You can add EXPLAIN at the beginning of any working query to get a sense of how long it will take. You’ll get an output called the query plan and it’ll show the order in which your query will be executed. You can see the measure of cost listed next to the number of rows. Higher numbers means a longer run time. You can run EXPLAIN on a query and then modify the most time expensive steps and then run EXPLAIN again to see if the cost is reduced.
Sub queries can be especially helpful in improving the performance of your queries. For example, imagine you’d like to see a bunch of metrics for a business on a daily basis. To do this, you’ll need to join data from a few tables and then aggregate by day. You could do all of this in one main query:
SELECT DATE_TRUNC('day', o.occurred_at) AS date,
COUNT(DISTINCT a.sales_rep_id) AS active_sales_reps,
COUNT(DISTINCT o.id) AS orders,
COUNT(DISTINCT we.id) AS web_visits
FROM accounts a
JOIN orders o
ON account_id = a.id
JOIN web_events_full we
ON DATE_TRUNC('day', we.occurred_at) = DATE_TRUNC('day', o.occurred_at)
GROUP BY 1
ORDER BY 1 DESC
The pre aggregated dataset that is returned in the above code has 79,000 rows. There are some big advantages to aggregating the tables seperately in sub queries, then joining the pre aggregated sub queries. You can get the same results much more efficiently by aggreagting the tables seperately so that the counts are performed across far smaller datasets.
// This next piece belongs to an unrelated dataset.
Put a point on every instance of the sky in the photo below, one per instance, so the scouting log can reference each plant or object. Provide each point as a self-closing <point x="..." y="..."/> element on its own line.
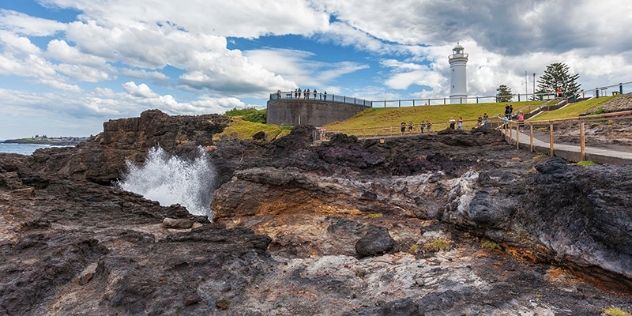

SELECT COALESCE(orders.date, web_events.date) AS date,
orders.active_sales_reps,
orders.orders,
web_events.web_visits
FROM(
SELECT DATE_TRUNC('day', we.occurred_at) AS date,
COUNT(a.sales_rep_id) AS active_sales_reps,
COUNT(o.id) AS orders
FROM accounts a
JOIN orders o
ON account_id = a.id
GROUP BY 1
) orders
FULL JOIN
(
SELECT DATE_TRUNC('day', we.occurred_at) As date,
COUNT(we.id) AS web_visits
FROM web_events_full we
GROUP BY 1
) web_events
ON web_events.date = orders.date
ORDER BY 1 DESC
Both of these subqueries are around 1,000 rows. This way we’ll be joining 1,000 onto 1,000 rows and joining dates onto other dates that match so it would be much less expensive. We’re using a full join here in case one table has an observation the other one doesn’t.